Since the project launched earlier this year, more than 350 patients have been included in the TCAM system, with 230 patients already completing a medication review with a pharmacist.All wards in the Trust, which is part of the Northern Care Alliance NHS Group with Pennine Acute NHS Hospitals Trust, are participating in the system, which aims to save the NHS money by reducing readmissions and the time patients spend in hospital.

Salford Royal’s Director of Pharmacy Lindsay Harper said: “Before the introduction of the TCAM system, the hospital pharmacy staff faxed information regarding a patient’s medicines to the patient’s community pharmacy when a patient was discharged.“Often the community pharmacy did not receive the information in a timely manner. Now with the TCAM system community pharmacists are reliably receiving the information regarding a patient’s discharge medicines much quicker. The new TCAM system has also saved time for our Pharmacy Team as the e-referral is a quicker and easier way to make a referral as it is built into the electronic patient record.”

Health Innovation Manchester, the organisation responsible for accelerating proven innovation into Greater Manchester’s health and social care services at pace, is supporting the rollout of the system, in the region.

Tracey Vell

Dr Tracey Vell, Health Innovation Manchester’s Clinical Director, said: “Patients tell us they don’t always remember everything they are told in hospital, particularly with new medications, so it can be very helpful to have someone go through it again, discussing side effects and checking they understand how to take their medications effectively.

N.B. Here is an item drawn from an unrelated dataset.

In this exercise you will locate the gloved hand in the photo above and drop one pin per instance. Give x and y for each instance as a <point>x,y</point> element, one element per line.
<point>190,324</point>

“TCAM keeps people safe after they leave hospital and aims to improve their recovery. It is a great example of how digital innovation can improve the discharge process to ensure patients get the best care and have a reduced risk of harmful effects following a hospital stay. It will also deliver benefits for the hospital by reducing repeat admissions and how long patients have to stay in hospitals.”

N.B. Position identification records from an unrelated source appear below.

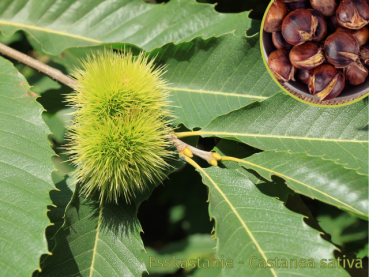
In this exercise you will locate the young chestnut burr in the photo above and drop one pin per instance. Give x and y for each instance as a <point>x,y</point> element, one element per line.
<point>297,4</point>
<point>362,34</point>
<point>279,41</point>
<point>353,14</point>
<point>341,49</point>
<point>280,65</point>
<point>275,16</point>
<point>356,73</point>
<point>364,54</point>
<point>321,29</point>
<point>306,56</point>
<point>327,82</point>
<point>299,26</point>
<point>325,7</point>
<point>305,75</point>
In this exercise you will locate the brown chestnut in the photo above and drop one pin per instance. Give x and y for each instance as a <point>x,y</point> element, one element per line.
<point>306,56</point>
<point>353,14</point>
<point>327,82</point>
<point>325,7</point>
<point>279,42</point>
<point>280,65</point>
<point>321,29</point>
<point>341,49</point>
<point>305,75</point>
<point>362,34</point>
<point>276,13</point>
<point>356,73</point>
<point>364,54</point>
<point>299,26</point>
<point>297,4</point>
<point>332,23</point>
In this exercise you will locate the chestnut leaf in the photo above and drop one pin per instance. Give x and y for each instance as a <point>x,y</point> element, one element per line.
<point>57,26</point>
<point>283,123</point>
<point>251,224</point>
<point>25,168</point>
<point>316,178</point>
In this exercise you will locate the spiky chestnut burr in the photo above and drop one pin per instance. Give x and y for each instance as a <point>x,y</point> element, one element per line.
<point>119,135</point>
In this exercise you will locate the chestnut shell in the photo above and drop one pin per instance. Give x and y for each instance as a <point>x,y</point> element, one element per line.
<point>280,65</point>
<point>306,56</point>
<point>353,14</point>
<point>325,7</point>
<point>279,42</point>
<point>274,18</point>
<point>297,4</point>
<point>356,73</point>
<point>321,30</point>
<point>322,77</point>
<point>364,54</point>
<point>341,49</point>
<point>362,35</point>
<point>297,23</point>
<point>304,75</point>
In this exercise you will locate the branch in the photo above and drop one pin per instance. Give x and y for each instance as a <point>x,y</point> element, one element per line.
<point>186,150</point>
<point>183,149</point>
<point>31,62</point>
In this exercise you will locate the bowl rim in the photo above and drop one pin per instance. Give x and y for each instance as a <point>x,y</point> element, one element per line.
<point>263,54</point>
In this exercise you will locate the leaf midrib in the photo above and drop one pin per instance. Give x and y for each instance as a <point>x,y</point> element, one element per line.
<point>49,31</point>
<point>304,184</point>
<point>217,93</point>
<point>96,241</point>
<point>238,216</point>
<point>269,136</point>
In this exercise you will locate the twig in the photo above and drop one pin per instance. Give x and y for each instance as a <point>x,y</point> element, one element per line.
<point>183,148</point>
<point>31,62</point>
<point>187,150</point>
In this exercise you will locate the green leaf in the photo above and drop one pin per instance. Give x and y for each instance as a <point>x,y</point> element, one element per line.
<point>276,188</point>
<point>97,241</point>
<point>208,78</point>
<point>60,25</point>
<point>283,123</point>
<point>250,224</point>
<point>363,252</point>
<point>315,177</point>
<point>345,229</point>
<point>25,169</point>
<point>196,246</point>
<point>204,82</point>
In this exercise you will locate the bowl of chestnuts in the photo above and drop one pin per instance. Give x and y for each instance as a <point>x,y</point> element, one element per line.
<point>318,49</point>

The discharge process is associated with an increased risk of adverse effects. Around 60% of patients have three or more changes made to their medicines during a hospital.

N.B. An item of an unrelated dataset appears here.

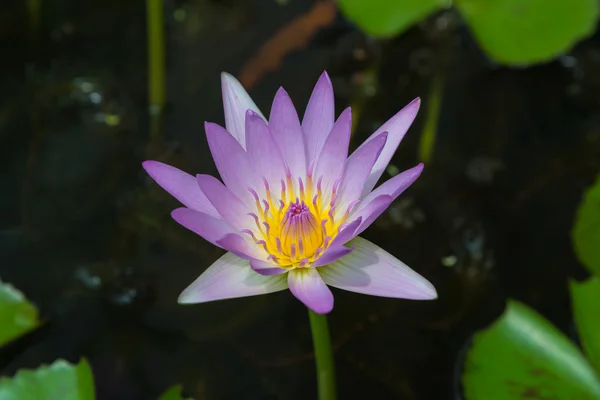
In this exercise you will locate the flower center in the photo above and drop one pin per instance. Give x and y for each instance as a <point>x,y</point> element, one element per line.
<point>297,224</point>
<point>301,235</point>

Early research in the TCAM project has found that patients who see their community pharmacist after they’ve been in hospital are less likely to be readmitted and, if they are, will experience a shorter stay.

TCAM is also one of the project selected for spread nationally through Academic Health Science Networks (AHSNs), including Health Innovation Manchester.Nationally, with rapid adoption across all 15 AHSNs, TCAM has the potential to save £28.8 million, based on a reduction in length of stay of 113,406 days and 2,007 fewer readmissions.